Thanks to everyone who has commented here or sent emails of encouragement. This book has always been a personal labor of love, but knowing Ann has other fans who are interested in devoting some of their time to reading her life story has been mighty encouraging and I hope I don’t let any of you down. Thanks for sticking with me, and honestly, it’s just a little while longer!
Today marks what would have been Ann Dvorak’s 100th birthday. At the time of her death in 1979, only the most ardent classic film fans remembered her. Now, because of an increased accessibility to her films and info about her life and career, Ann’s fan base is growing. While she will always be relatively obscure, there seems to be more of an appreciation for performances now than anytime since her retirement in 1952. It’s just too bad that she did not live long enough to see this renewed interest.
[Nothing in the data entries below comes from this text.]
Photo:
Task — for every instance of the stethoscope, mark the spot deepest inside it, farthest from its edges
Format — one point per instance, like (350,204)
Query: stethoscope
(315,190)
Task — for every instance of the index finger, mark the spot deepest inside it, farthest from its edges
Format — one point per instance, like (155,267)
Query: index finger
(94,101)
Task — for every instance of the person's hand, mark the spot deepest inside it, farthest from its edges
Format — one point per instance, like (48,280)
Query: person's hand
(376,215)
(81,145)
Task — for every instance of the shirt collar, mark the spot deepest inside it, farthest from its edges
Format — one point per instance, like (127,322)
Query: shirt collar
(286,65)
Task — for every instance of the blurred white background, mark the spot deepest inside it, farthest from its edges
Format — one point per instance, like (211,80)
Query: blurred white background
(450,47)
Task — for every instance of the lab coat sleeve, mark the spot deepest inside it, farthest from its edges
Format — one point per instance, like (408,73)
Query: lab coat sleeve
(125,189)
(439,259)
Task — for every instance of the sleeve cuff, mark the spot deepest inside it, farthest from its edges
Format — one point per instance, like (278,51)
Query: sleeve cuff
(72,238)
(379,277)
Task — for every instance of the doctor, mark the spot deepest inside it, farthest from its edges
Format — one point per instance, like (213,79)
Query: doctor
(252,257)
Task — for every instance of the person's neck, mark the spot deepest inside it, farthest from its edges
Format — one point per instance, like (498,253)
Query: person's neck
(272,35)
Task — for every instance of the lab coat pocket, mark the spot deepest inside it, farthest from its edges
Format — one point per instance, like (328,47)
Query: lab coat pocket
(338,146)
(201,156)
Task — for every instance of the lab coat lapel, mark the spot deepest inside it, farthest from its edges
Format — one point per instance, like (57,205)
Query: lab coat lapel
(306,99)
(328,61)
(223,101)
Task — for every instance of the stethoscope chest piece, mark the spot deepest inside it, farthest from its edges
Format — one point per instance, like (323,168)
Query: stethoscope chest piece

This month, Turner Classic Movies pays tribute to Ann Dvorak with 24 hours of programming as part of its annual Summer Under the Stars. The festivities kick off at 3:00am PST on August 9th with 1932’s Crooner. TCM has launched a nifty section on its website devoted to all the actors featured on Summer Under the Stars, with Ann’s page including a nice biographical article as well as programming articles on all sixteen films being shown.
As we get closer to the date, I will be writing up a guide to all the films being shown In the meantime, take a minute to hold a good thought for Ann Dvorak on her centennial.
Our Very Own is going to air on Turner Classic Movies on Wednesday, July 20th at 8:45am PST.